With the ever increasing need to test as much cases as we need, it becomes really tiring to try them out and compare manually. That is the reason why DDPValidator was built. However, it only catches the difference of output. It does not record how long does it take to actually execute the program. Considering it is in Java, and I have extended the program to be able to run java source files, naturally I thought of extending the app (again) to simply track how long does it take to execute given each test case. That is, until I remember one big bottleneck.
When I was working on extending the app, I noticed that the boot up was really slow until it can finally takes input. To the point that I have to sleep much longer before giving any input. Two and a half seconds is really long for a time limited grading system, let alone one second. Let's say you have a hard limit that the program can only run for 5 seconds, that's already half the time wasted just to wait for Java to boot up. This is definitely not an ideal solution if you were to "accurately" measure code performance in terms of time efficiency.
This boot up speed itself also depends on the machine that currently runs the program, it could be really quick, or really slow. So we definitely cannot reliably judge based if we include this bottleneck, and so we have to think and work around it.
Of course, this is not a problem with Java only, other languages also suffer the same problem, usually interpreted language or those that requires any intermediate language. Python for example, takes time to boot up its interpreter and compile the script into its bytecode before finally running the script in its virtual machine.
So, with this big problem we have right now, how do we reliably judge execution time? Definitely not by running something like time java MyProgram
or the likes, considering it will also count the boot up speed.
The approach that I take is to completely forget the outside world exists, and measure the time in the program itself. This approach is extremely similar to how Python's timeit (See line 70-77 specifically) which basically runs the program in an eval-like environment. Although admittedly, the idea for this does not come from Python's timeit, but instead from another Java grader, "HzzGrader", that is built by my senior. (It was open source, but now has been closed source)
My implementation can be seen in this Java file. Essentially, it will redirect all System.{in, out}
with each test case's files, so that in every iteration, it will try to read from the test case and write to user's output. The time taken is essentially the time before and after the execution in miliseconds, then subtracted.
You may have noticed that I use some sort of templating syntax such as {{ CLASS_NAME }}
, it's because it is indeed a template java file, which it will then be rendered by rust via minijinja
crate, to refer to the class of the assignment. This poses a huge benefit as the assignment and grader will be compiled at the same time, plus ensures that there is no error before running the assignment with the grader class.
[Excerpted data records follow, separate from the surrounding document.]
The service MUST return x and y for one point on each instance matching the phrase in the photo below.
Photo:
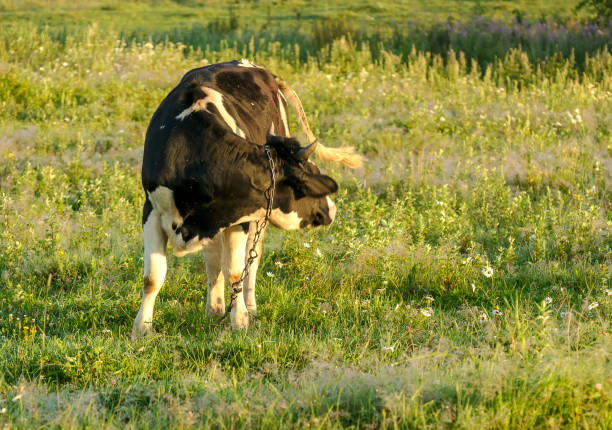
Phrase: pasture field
(466, 282)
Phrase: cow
(205, 171)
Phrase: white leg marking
(252, 274)
(155, 241)
(216, 98)
(282, 106)
(215, 301)
(332, 208)
(234, 245)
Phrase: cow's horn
(307, 151)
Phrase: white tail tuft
(345, 155)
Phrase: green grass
(394, 325)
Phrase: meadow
(466, 282)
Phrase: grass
(394, 324)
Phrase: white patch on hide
(283, 112)
(216, 98)
(290, 221)
(246, 63)
(162, 199)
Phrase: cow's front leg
(234, 244)
(215, 301)
(252, 273)
(155, 241)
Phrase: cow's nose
(332, 209)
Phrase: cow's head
(301, 196)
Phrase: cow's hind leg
(155, 241)
(215, 301)
(252, 274)
(234, 244)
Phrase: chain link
(259, 228)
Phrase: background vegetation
(465, 283)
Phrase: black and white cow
(205, 171)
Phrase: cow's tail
(345, 155)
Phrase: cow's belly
(162, 199)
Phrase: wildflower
(487, 271)
(427, 312)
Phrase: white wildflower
(427, 312)
(487, 271)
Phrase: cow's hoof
(216, 310)
(141, 331)
(240, 319)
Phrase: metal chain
(260, 227)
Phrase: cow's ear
(316, 185)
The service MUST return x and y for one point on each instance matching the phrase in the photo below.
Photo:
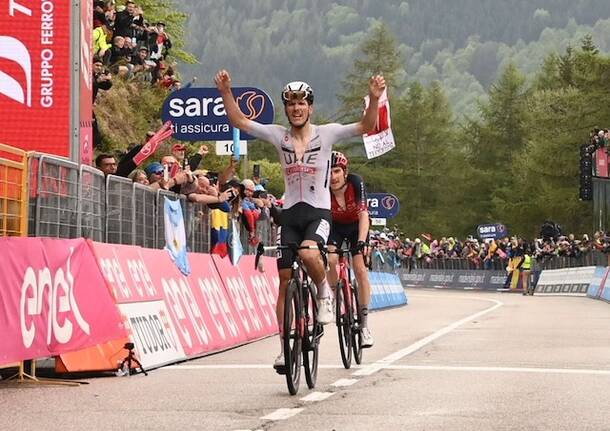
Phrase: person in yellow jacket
(526, 270)
(100, 41)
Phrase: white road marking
(501, 369)
(239, 366)
(317, 396)
(282, 414)
(390, 359)
(344, 382)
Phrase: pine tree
(380, 55)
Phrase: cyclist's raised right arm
(236, 117)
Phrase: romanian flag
(219, 235)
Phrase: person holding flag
(304, 150)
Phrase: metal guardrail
(589, 258)
(13, 191)
(67, 200)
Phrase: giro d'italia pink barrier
(81, 301)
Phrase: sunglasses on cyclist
(295, 95)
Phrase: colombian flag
(219, 235)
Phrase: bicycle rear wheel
(292, 337)
(356, 327)
(311, 338)
(344, 324)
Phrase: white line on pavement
(390, 359)
(282, 414)
(317, 396)
(344, 382)
(238, 367)
(501, 369)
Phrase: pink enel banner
(53, 299)
(248, 307)
(261, 288)
(201, 313)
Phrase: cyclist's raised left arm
(376, 87)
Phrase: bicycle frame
(300, 322)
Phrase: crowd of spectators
(126, 45)
(393, 249)
(130, 46)
(245, 200)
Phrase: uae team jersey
(355, 201)
(305, 180)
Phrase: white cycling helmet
(297, 90)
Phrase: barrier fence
(588, 258)
(13, 191)
(67, 200)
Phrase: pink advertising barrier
(171, 317)
(53, 299)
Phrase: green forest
(490, 100)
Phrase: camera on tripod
(125, 368)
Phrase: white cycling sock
(324, 289)
(364, 313)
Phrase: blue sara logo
(383, 205)
(492, 231)
(198, 114)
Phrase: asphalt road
(448, 361)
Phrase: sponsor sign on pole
(227, 148)
(492, 231)
(382, 205)
(380, 140)
(198, 114)
(86, 85)
(35, 75)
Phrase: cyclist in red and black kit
(350, 222)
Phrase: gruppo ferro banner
(35, 75)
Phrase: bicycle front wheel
(344, 324)
(356, 324)
(292, 336)
(311, 338)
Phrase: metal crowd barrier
(56, 197)
(589, 258)
(13, 191)
(67, 200)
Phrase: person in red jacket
(350, 223)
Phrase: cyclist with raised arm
(304, 150)
(350, 222)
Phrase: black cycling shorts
(344, 232)
(299, 223)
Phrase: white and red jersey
(308, 179)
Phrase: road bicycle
(347, 305)
(301, 331)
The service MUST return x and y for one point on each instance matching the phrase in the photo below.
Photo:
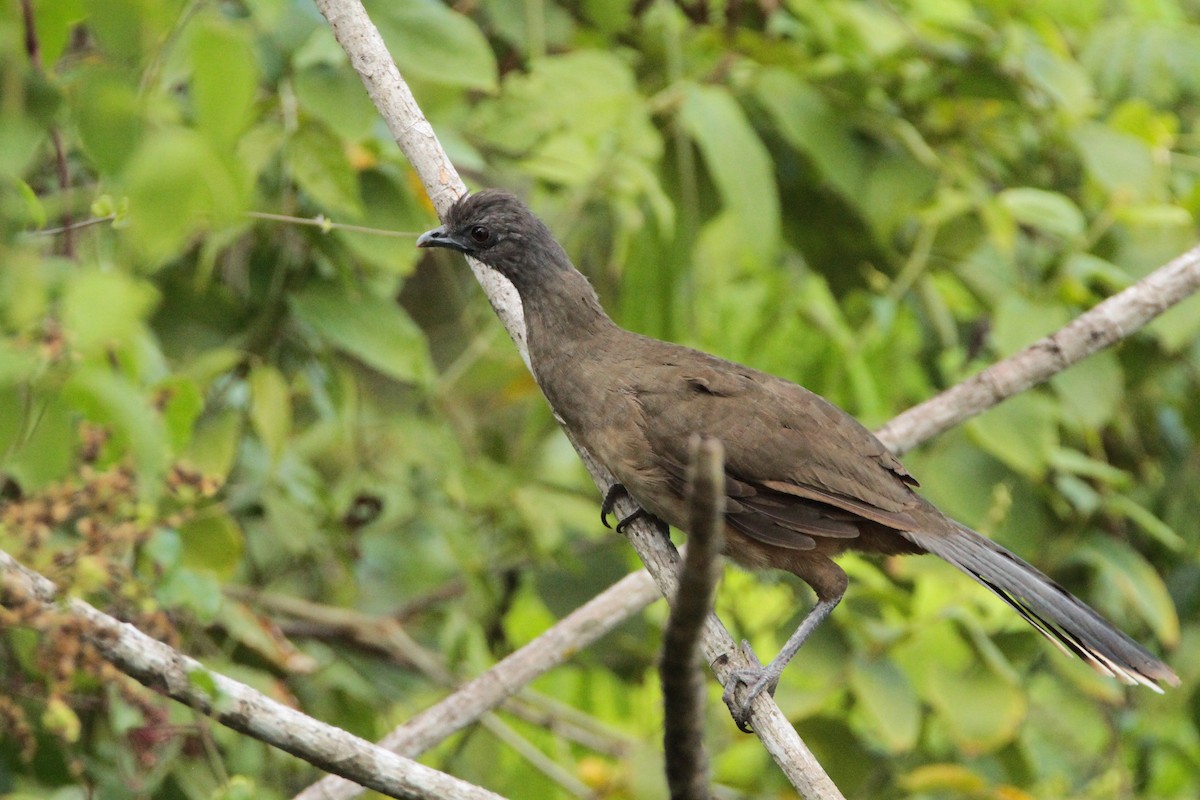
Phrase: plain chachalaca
(804, 480)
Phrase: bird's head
(499, 230)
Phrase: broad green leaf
(214, 445)
(943, 777)
(17, 365)
(1021, 432)
(35, 211)
(178, 186)
(739, 166)
(982, 710)
(181, 405)
(805, 119)
(1123, 506)
(886, 701)
(337, 98)
(435, 43)
(270, 409)
(105, 310)
(211, 540)
(372, 329)
(111, 118)
(1137, 583)
(193, 590)
(1062, 78)
(1019, 323)
(1047, 211)
(225, 78)
(1121, 164)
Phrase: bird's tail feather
(1056, 613)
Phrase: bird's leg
(760, 679)
(610, 499)
(606, 507)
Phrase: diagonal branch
(235, 705)
(413, 133)
(683, 684)
(1105, 324)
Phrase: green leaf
(337, 98)
(371, 329)
(1122, 505)
(808, 122)
(213, 541)
(180, 410)
(180, 185)
(108, 398)
(94, 326)
(270, 410)
(318, 162)
(1121, 164)
(421, 34)
(886, 701)
(1091, 390)
(982, 710)
(1021, 432)
(739, 166)
(215, 444)
(1018, 323)
(37, 438)
(197, 591)
(1047, 211)
(1132, 578)
(109, 116)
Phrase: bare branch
(415, 137)
(683, 684)
(474, 698)
(1108, 323)
(235, 705)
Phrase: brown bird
(803, 480)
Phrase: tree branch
(1107, 323)
(683, 684)
(235, 705)
(474, 698)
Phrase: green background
(205, 416)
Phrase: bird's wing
(797, 467)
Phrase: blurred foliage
(208, 416)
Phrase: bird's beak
(441, 238)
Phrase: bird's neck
(562, 313)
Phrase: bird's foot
(743, 685)
(610, 499)
(606, 507)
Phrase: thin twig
(480, 695)
(235, 705)
(34, 48)
(1107, 323)
(683, 684)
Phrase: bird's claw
(607, 507)
(743, 685)
(610, 500)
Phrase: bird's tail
(1056, 613)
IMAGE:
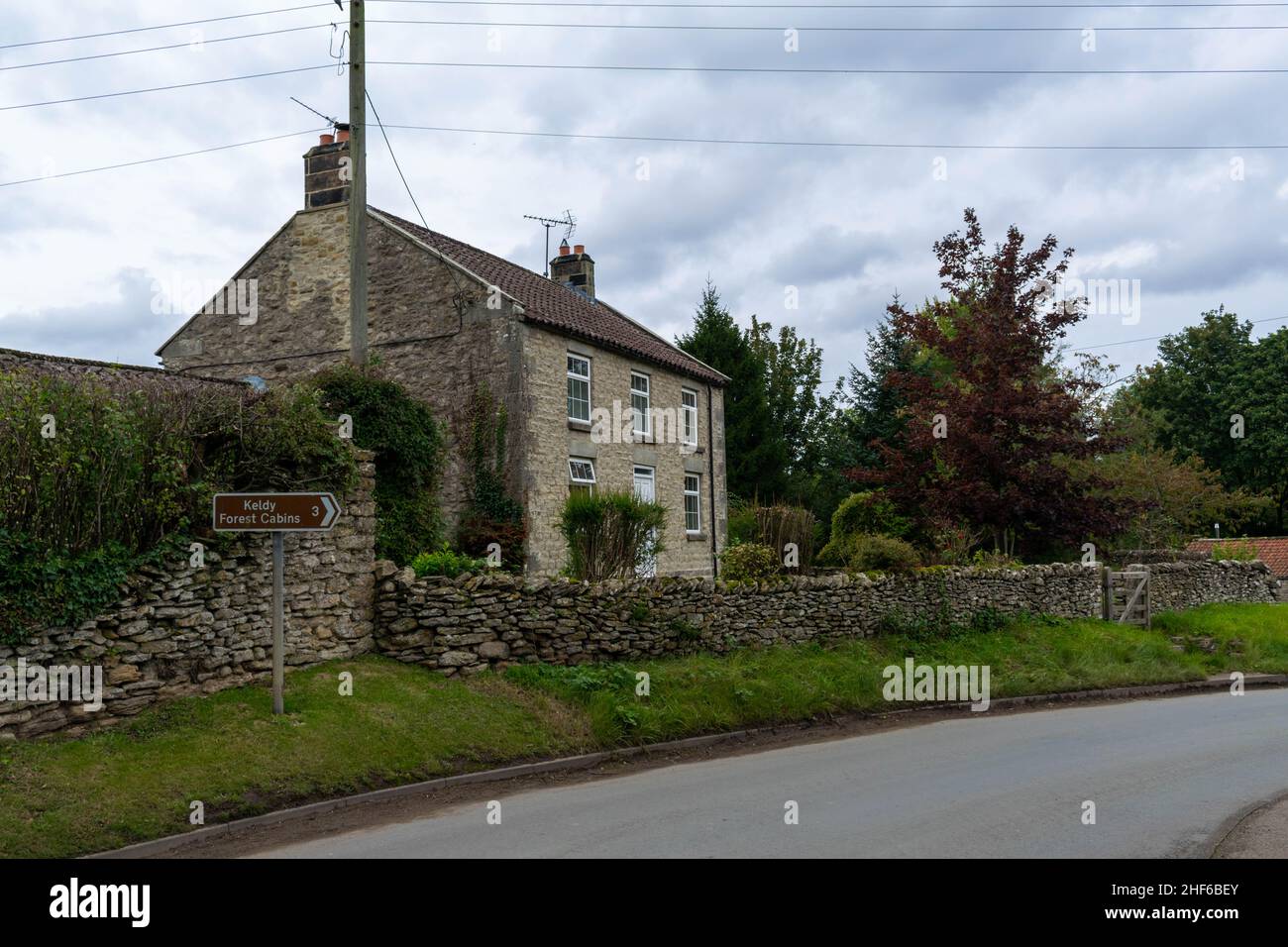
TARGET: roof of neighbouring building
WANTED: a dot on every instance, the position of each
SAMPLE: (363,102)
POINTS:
(1271,551)
(69,368)
(561,308)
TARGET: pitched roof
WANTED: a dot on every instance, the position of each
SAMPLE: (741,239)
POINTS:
(1271,551)
(561,308)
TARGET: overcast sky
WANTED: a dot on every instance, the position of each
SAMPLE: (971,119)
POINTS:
(846,227)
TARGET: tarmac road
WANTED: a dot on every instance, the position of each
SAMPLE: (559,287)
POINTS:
(1166,776)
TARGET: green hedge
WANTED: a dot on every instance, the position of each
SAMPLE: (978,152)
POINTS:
(408,446)
(106,474)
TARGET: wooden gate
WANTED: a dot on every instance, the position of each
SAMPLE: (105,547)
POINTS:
(1126,596)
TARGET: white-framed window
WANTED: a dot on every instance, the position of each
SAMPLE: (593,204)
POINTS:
(579,388)
(581,474)
(692,502)
(690,419)
(643,421)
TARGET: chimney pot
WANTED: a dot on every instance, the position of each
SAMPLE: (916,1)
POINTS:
(574,269)
(325,182)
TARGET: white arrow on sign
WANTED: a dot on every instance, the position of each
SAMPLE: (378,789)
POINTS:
(331,510)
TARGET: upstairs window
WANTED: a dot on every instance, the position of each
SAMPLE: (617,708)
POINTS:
(640,405)
(581,474)
(690,419)
(692,502)
(579,388)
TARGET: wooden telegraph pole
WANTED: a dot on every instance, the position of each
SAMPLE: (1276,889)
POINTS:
(359,185)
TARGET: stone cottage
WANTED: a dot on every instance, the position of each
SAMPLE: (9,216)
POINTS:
(595,401)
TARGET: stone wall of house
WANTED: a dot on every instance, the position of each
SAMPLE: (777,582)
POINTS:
(473,622)
(429,325)
(180,630)
(553,438)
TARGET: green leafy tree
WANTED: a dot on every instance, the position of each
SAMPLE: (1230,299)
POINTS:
(794,372)
(756,451)
(1223,397)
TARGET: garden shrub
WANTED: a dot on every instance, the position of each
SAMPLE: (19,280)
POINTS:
(130,468)
(995,560)
(1236,551)
(133,460)
(859,514)
(742,522)
(872,552)
(446,562)
(493,515)
(407,444)
(610,535)
(748,562)
(778,526)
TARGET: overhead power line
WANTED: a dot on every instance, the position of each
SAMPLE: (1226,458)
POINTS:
(166,26)
(1089,350)
(823,71)
(165,88)
(163,158)
(833,29)
(832,7)
(158,50)
(789,144)
(424,223)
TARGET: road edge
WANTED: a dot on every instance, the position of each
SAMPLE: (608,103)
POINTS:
(931,714)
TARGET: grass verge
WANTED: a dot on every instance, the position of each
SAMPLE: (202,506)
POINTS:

Personally, it seems that there is a lot of back and forth just to measure the time of execution of program. Especially in an interpreted language like Python and those that use intermediate language like Java. I do not know if this is also the case for natively compiled language like C, but I figure that this is not really the case for those.
Regardless though, it really does give a nice overview on how you could measure execution time in tricky situations. Though, that does pose a question, how does any contest grader do this? Do they just do it like time
, which has the throwback of including the boot up time, or do they do it like this? Seems like another topic I could research further in other time.
...or, should we really measure these by time?